South of Venice, the seaport where BP has established its response headquarters, oil was seeping into the marshes at a rapid pace.
Shiny tar balls were caught in thickets of reeds where crabs swarmed about, their shells painted orange by the crude. In some spots, a thick blanket of oil hung at the bottom of the marsh.
Earlier, European Space Agency satellites showed oil being pulled into the powerful clockwise-moving Loop Current that joins the Gulf Stream, the northern hemisphere's most important ocean current system.
The National Oceanic and Atmospheric Administration, the main US agency monitoring the spill, agreed that a small portion of the slick had entered the current "in the form of light to very light sheens."

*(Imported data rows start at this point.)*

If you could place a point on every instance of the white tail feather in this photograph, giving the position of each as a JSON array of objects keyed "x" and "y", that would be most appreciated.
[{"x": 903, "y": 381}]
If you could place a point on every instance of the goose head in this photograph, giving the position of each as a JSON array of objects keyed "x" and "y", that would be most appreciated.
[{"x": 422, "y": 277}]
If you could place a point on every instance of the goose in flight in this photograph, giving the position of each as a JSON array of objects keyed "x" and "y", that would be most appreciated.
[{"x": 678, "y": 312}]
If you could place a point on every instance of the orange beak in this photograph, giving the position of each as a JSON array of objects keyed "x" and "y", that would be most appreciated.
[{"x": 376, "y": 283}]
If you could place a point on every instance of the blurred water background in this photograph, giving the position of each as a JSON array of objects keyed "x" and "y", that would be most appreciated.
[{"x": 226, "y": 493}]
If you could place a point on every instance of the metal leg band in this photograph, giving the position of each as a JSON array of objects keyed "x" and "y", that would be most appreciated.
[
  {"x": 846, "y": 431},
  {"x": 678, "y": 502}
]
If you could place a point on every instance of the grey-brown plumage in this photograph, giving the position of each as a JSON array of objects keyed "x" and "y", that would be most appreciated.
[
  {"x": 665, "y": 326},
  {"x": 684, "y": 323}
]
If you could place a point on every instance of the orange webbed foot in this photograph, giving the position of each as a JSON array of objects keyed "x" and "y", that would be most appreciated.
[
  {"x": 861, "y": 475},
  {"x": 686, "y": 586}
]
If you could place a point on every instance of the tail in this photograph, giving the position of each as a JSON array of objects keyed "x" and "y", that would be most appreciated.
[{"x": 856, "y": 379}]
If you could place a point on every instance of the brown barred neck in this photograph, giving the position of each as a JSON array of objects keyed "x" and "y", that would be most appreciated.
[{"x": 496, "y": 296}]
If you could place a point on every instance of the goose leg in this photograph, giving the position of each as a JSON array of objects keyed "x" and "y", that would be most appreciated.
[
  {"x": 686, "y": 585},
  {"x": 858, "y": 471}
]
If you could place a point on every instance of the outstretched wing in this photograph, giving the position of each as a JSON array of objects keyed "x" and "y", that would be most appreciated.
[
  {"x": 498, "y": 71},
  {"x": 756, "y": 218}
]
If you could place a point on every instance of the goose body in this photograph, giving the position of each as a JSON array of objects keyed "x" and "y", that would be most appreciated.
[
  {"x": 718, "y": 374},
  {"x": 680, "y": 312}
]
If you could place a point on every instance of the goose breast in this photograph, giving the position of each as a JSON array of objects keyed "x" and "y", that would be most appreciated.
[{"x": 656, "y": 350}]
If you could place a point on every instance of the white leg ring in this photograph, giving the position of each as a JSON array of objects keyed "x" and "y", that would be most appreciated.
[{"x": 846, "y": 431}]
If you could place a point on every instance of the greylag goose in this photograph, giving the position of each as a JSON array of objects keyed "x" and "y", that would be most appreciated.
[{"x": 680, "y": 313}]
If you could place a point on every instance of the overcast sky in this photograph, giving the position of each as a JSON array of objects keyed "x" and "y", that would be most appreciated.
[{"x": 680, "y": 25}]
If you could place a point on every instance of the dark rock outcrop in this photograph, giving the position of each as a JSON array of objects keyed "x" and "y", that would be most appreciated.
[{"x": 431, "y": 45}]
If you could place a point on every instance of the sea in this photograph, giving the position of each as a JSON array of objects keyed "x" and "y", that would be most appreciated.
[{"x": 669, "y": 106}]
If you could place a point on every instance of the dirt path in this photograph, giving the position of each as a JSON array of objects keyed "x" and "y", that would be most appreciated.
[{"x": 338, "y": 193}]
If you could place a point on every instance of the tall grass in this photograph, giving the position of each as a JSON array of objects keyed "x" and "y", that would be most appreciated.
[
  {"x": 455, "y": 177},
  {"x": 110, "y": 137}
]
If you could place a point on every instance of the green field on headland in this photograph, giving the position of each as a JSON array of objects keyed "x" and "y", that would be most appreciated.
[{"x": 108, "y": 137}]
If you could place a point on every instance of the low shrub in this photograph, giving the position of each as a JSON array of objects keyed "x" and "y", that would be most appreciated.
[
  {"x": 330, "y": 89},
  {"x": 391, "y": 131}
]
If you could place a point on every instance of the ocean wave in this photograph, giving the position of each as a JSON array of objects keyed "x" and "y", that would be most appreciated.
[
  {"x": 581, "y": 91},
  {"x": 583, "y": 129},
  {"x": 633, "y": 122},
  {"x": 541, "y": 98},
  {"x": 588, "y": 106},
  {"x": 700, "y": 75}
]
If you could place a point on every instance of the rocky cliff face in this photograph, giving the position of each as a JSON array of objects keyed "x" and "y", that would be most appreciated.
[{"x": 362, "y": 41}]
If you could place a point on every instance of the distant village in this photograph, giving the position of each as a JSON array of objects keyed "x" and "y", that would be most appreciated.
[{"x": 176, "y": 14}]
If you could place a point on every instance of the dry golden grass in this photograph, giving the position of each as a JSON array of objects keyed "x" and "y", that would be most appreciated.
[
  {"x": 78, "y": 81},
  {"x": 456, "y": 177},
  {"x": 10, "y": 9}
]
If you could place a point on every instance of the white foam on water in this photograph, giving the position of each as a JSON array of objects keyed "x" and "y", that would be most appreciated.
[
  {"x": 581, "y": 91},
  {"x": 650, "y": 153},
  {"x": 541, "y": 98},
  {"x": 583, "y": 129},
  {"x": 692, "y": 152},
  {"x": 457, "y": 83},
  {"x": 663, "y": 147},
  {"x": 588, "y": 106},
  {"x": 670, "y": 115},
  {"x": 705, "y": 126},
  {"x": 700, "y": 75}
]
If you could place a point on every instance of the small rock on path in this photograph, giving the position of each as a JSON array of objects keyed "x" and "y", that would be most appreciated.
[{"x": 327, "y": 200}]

But it tried to temper fears, saying the oil may never reach Florida and if it does, it "would be highly weathered" with evaporation and chemical dispersants having "significantly" reduced the volume.
Rader warned it was "inevitable" that the cocktail of oil and chemical dispersants would eventually make it to Florida, washing up on beaches on the southeastern US coast.
Cuba's southwestern coast, home to major coral and mangrove systems, as well as a nursery area that supports much of western Caribbean marine wildlife, is also at threat.
BP, which is continuing its efforts to siphon up as much of the oil as possible via a mile-long suction tube, said Thursday it was recovering some 3,000 barrels of crude a day.
The firm estimates that some 5,000 barrels, or 210,000 gallons, a day of crude is spewing from the wreckage of the Deepwater Horizon rig, although independent experts warn the flow rate could be at least 10 times higher.